Terry Matthews weighs in on the future challenges of growing Canada’s tech sector
January 28, 2004
Terry Matthews predicts that 2004 to be an extremely busy year for his technology businesses, so don’t expect him to make time for high level meetings with Canadian politicians. The Canadian technology entrepreneur and chairman of Mitel Networks expresses considerable optimism that the business environment will improve under the leadership of prime minister Paul Martin. But categorically states that CEOs are too busy to devote time to the larger, longer-term issues related to innovation.
Technology companies are just beginning to emerge from a series of economic shocks, downturns and currency fluctuations and CEOs are struggling to measure up to tough new reporting and performance standards. That provides precious little time to schedule one-on-one meetings with either the prime minister, his senior Cabinet ministers or provincial premiers.
NO TIME TO MEET WITH POLITICIANS
Those meetings were a key recommendation of last year’s report by Dr Douglas Barber on behalf of the Information Technology Association of Canada. The report – entitled Can the Private Sector Get Canada into the Top Five Innovative Economies of the World by 2010? – argued that private meetings between technology executives and senior politicians would lead to pragmatic decisions and lessen the temptation to re-locate technology companies outside Canada (R$, September 16/03).
“CEOs have zero time to spend outside of their core functions or trying to gather business … They are just burning it harder than they’ve ever burned before,” Matthews told RE$EARCH MONEY. “There’s been downsizing everywhere so there’s less people but the work hasn’t gone down. It’s gone up so the people left are having to put more hours in … You’ll get no response because nobody has time. They don’t even have time to respond to the question. Many people who don’t run export businesses or technology businesses have no idea about the pressures.”
That said, Matthews suggests that he and other industrialists have already met with Martin and he praises the prime minister for his business savvy, track record as Finance minister and ability to listen.
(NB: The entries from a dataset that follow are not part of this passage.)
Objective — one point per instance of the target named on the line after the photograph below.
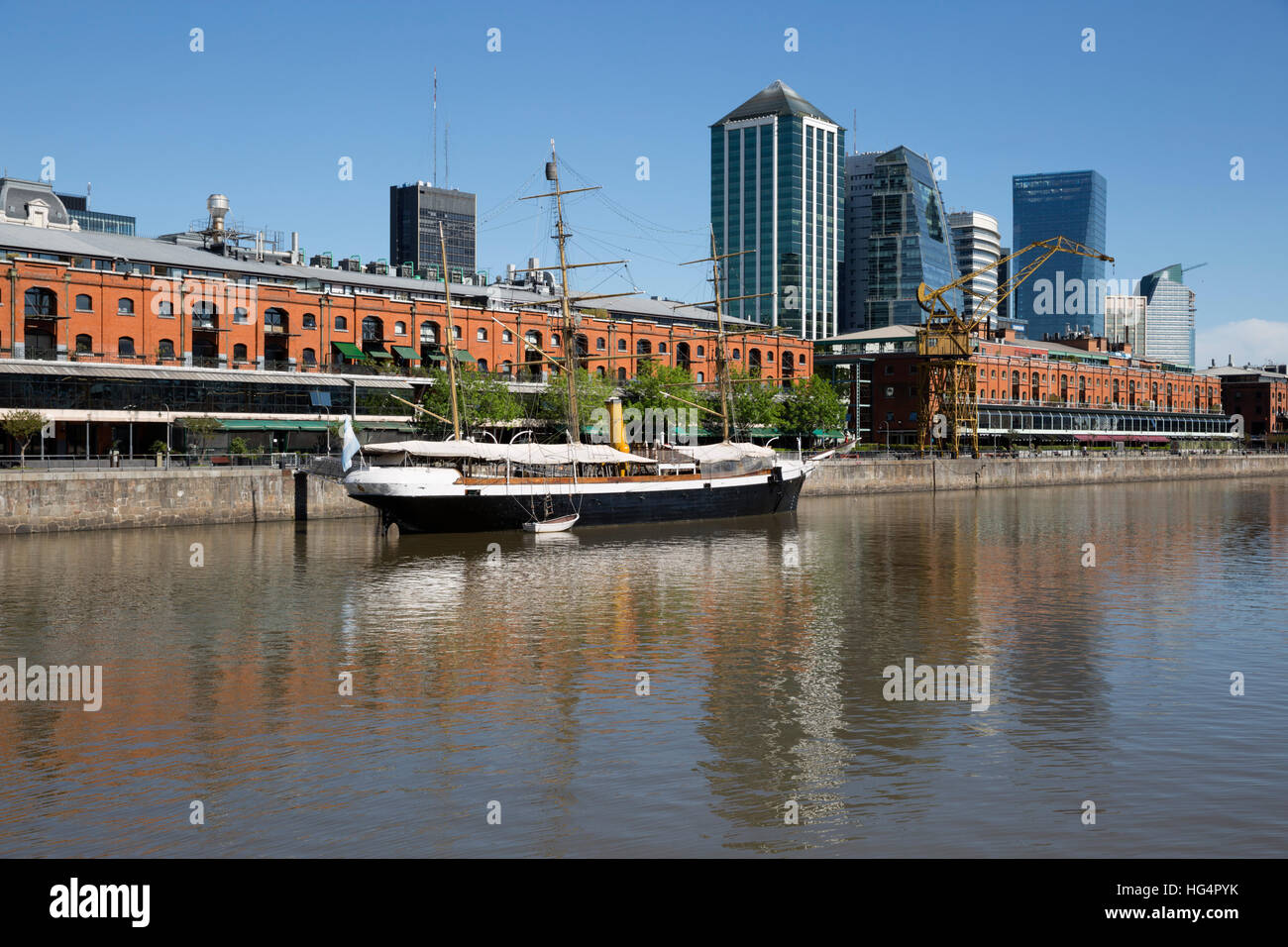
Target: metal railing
(149, 462)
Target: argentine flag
(349, 447)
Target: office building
(977, 244)
(1065, 292)
(777, 188)
(1168, 316)
(415, 213)
(898, 237)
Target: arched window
(39, 302)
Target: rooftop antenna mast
(570, 325)
(436, 127)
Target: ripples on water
(509, 673)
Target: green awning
(256, 424)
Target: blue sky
(283, 90)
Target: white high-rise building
(977, 244)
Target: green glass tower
(778, 188)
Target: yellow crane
(948, 381)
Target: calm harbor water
(502, 668)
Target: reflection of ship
(465, 486)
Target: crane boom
(948, 379)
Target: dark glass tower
(777, 187)
(898, 239)
(415, 211)
(1065, 291)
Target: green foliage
(201, 429)
(22, 425)
(655, 381)
(483, 398)
(754, 402)
(592, 392)
(810, 403)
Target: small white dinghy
(557, 525)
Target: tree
(755, 403)
(810, 405)
(483, 398)
(22, 425)
(202, 429)
(592, 390)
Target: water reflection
(505, 668)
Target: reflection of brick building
(1074, 389)
(1258, 394)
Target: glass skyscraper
(1067, 291)
(898, 237)
(1168, 316)
(415, 211)
(777, 187)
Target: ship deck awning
(348, 350)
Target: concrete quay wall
(844, 476)
(52, 501)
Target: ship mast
(451, 337)
(570, 328)
(722, 381)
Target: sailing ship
(467, 486)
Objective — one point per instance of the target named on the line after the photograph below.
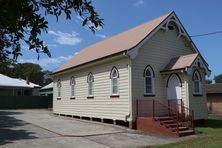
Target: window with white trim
(72, 84)
(148, 81)
(59, 85)
(90, 84)
(114, 76)
(197, 83)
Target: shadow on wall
(8, 131)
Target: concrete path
(40, 128)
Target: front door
(174, 87)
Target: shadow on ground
(9, 131)
(211, 122)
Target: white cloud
(65, 38)
(48, 63)
(139, 3)
(100, 36)
(88, 23)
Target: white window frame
(199, 83)
(111, 82)
(59, 85)
(152, 81)
(90, 81)
(72, 84)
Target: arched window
(148, 81)
(59, 85)
(72, 84)
(197, 83)
(90, 80)
(114, 76)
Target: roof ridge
(117, 43)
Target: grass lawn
(211, 135)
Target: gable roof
(180, 62)
(214, 88)
(113, 45)
(6, 81)
(49, 86)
He’s also impressed with the team Martin has assembled to lead Canada into the 21st Century As well as his first round of appointments.
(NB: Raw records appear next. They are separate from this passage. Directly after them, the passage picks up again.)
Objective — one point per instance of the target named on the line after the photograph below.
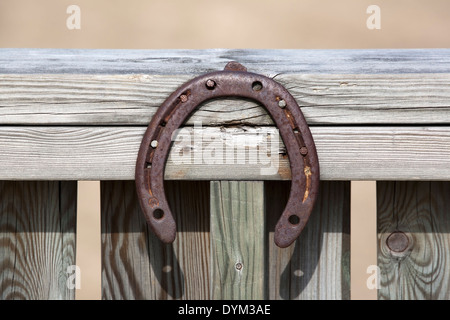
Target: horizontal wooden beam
(338, 99)
(109, 153)
(270, 62)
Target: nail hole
(210, 84)
(293, 219)
(167, 269)
(256, 86)
(158, 214)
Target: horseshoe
(233, 81)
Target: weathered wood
(317, 265)
(238, 240)
(416, 268)
(37, 239)
(345, 153)
(363, 219)
(271, 62)
(133, 99)
(135, 264)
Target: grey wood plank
(238, 240)
(415, 266)
(37, 239)
(269, 61)
(136, 264)
(317, 265)
(133, 99)
(109, 153)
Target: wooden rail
(80, 115)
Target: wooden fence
(68, 115)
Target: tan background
(128, 24)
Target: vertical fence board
(135, 264)
(37, 239)
(317, 265)
(237, 240)
(417, 267)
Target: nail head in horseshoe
(233, 81)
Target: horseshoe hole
(256, 86)
(293, 219)
(158, 214)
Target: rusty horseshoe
(233, 81)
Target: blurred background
(198, 24)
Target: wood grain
(37, 239)
(420, 210)
(317, 265)
(238, 240)
(268, 61)
(107, 153)
(135, 264)
(338, 99)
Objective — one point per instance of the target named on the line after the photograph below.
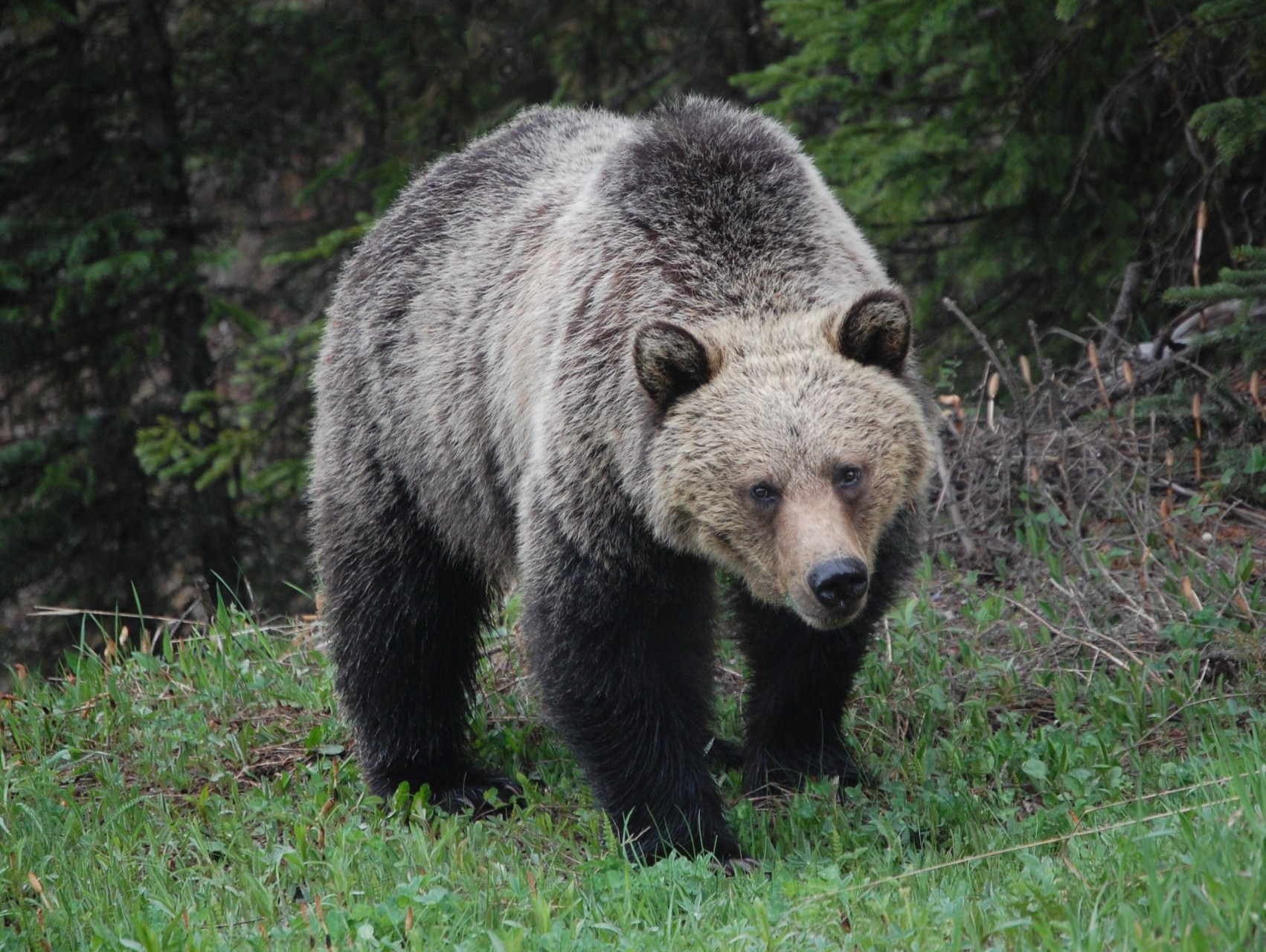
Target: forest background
(180, 182)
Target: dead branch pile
(1087, 504)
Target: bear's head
(783, 448)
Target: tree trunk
(209, 513)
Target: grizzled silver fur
(553, 362)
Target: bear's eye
(764, 492)
(849, 476)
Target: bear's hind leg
(404, 618)
(798, 685)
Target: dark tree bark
(212, 521)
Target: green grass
(205, 798)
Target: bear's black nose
(838, 582)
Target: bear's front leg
(798, 685)
(622, 651)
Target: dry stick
(951, 504)
(1012, 385)
(1062, 838)
(1119, 321)
(1056, 629)
(1186, 789)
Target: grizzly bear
(599, 358)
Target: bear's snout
(838, 584)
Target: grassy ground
(203, 797)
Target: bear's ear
(876, 331)
(670, 362)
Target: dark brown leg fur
(404, 617)
(623, 657)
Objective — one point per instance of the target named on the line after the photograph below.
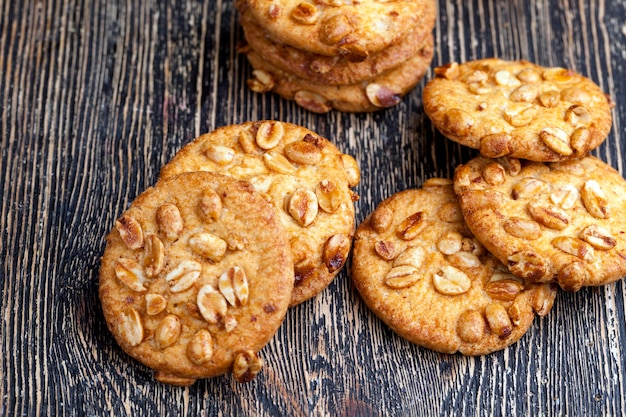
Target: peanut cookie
(563, 222)
(196, 278)
(382, 91)
(339, 28)
(418, 267)
(334, 70)
(518, 109)
(303, 175)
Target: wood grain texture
(95, 96)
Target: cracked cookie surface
(563, 222)
(418, 267)
(304, 176)
(196, 278)
(352, 29)
(518, 109)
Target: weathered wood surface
(96, 95)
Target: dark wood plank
(96, 96)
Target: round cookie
(418, 267)
(339, 28)
(304, 176)
(383, 91)
(563, 222)
(334, 70)
(196, 278)
(518, 109)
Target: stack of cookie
(460, 266)
(349, 56)
(245, 221)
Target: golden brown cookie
(305, 177)
(339, 28)
(334, 70)
(518, 109)
(382, 91)
(563, 222)
(418, 267)
(196, 278)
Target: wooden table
(95, 96)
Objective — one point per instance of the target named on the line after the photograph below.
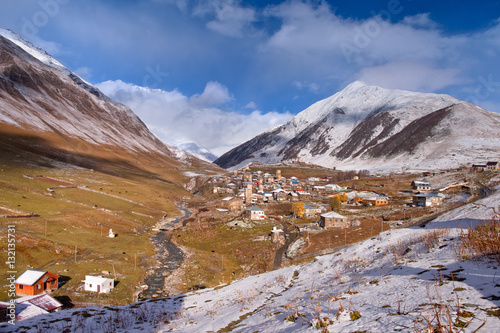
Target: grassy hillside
(73, 209)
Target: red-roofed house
(34, 282)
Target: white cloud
(311, 86)
(251, 105)
(420, 21)
(412, 76)
(175, 119)
(230, 18)
(214, 94)
(84, 72)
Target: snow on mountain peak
(31, 49)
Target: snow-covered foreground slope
(398, 281)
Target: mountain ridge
(352, 128)
(45, 103)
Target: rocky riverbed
(168, 257)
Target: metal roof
(96, 279)
(30, 277)
(334, 215)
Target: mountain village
(115, 231)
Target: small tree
(298, 209)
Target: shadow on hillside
(77, 153)
(481, 277)
(463, 223)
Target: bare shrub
(482, 241)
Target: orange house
(34, 282)
(375, 201)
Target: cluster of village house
(250, 189)
(34, 288)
“The Martin team is doing a good job with respect to looking at the Canadian technology industry. They know that it’s tough to get funding for technology companies right now. The message has gotten through and they know they need to do something,” he says. “I really like Arthur Carty becoming the science advisor for Martin. Good choice. He’s bloody good, he’s dedicated and he’s active as hell.”
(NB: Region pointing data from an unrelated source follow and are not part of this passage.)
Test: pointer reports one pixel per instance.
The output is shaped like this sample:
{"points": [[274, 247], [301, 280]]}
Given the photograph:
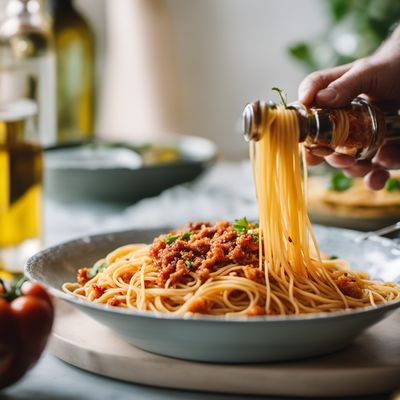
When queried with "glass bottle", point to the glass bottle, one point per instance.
{"points": [[368, 126], [20, 185], [27, 62], [74, 44]]}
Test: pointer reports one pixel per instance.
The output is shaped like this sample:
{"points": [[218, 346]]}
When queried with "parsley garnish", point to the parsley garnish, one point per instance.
{"points": [[392, 184], [340, 182], [96, 269], [280, 93], [241, 225], [254, 233], [170, 239], [186, 235]]}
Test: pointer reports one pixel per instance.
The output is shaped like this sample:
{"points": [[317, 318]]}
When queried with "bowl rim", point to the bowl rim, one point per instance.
{"points": [[313, 317]]}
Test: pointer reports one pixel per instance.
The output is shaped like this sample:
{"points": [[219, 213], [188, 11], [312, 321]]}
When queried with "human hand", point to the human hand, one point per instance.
{"points": [[26, 318], [374, 77]]}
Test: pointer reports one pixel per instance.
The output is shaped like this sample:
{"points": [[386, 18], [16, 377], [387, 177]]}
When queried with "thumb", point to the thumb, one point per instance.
{"points": [[360, 78]]}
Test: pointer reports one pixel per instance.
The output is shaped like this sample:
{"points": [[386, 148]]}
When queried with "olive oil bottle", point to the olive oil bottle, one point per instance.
{"points": [[74, 44], [20, 185], [27, 62]]}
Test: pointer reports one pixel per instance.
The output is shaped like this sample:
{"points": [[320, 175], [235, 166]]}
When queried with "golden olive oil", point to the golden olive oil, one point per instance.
{"points": [[20, 195]]}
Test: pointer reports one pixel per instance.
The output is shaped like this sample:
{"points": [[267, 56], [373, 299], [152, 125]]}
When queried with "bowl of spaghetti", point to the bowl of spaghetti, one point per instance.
{"points": [[241, 291]]}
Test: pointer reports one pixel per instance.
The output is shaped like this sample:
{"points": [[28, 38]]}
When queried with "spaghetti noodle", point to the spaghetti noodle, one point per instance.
{"points": [[239, 268]]}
Matthews is more positive when it comes to the Barber report’s call for policy, regulatory, fiscal and programmatic changes that enhance the business environment. He reiterates his contention that the most important change should be the elimination of capital gains taxes for angel investors (R$, December 1/03).
“It’s the angel investor that we have to look after somehow. I think the government is amenable to a program reducing capital gains (taxes) to zero for this sector, which encourages funding into R&D,” he says. “I’m convinced that this is the direction the government will take and it’s a good thing for Canada. It’s a way to give Canada a considerable differentiator to the US, rather than giving incentives to VC where the funding is mainly from the US anyway.”
Matthews prefers incentives for angel investors over venture capital, chiefly because of the latter’s behaviour since the bursting of the technology bubble and the era of gross over-evaluations came to an end.
Going forward, Matthews says that the government should enact or encourage changes in the macro-economic environment, particularly as they relate to trading and competing with the US. The perceived wave of anti-American sentiment triggered by the invasion of Iraq has led to a backlash against Canadian business interests, compounded by the appreciation of Canadian currency and relatively high interest rates.
Matthews encourages any initiatives that will erase barriers to goods and services crossing the border, and welcomes Martin’s initial efforts to improve Canada-US relations.
“I think the prime minister understands that the relationship with the US is such a dominant issue for Canadians. We have to track every little movement in terms of what taxes are applied, how they are applied and so on,” he says. “Ever since I founded my first company called Mitel, which I happen to be chairman of today, I didn’t even think about the border. That is my domestic market. I just take it automatically.”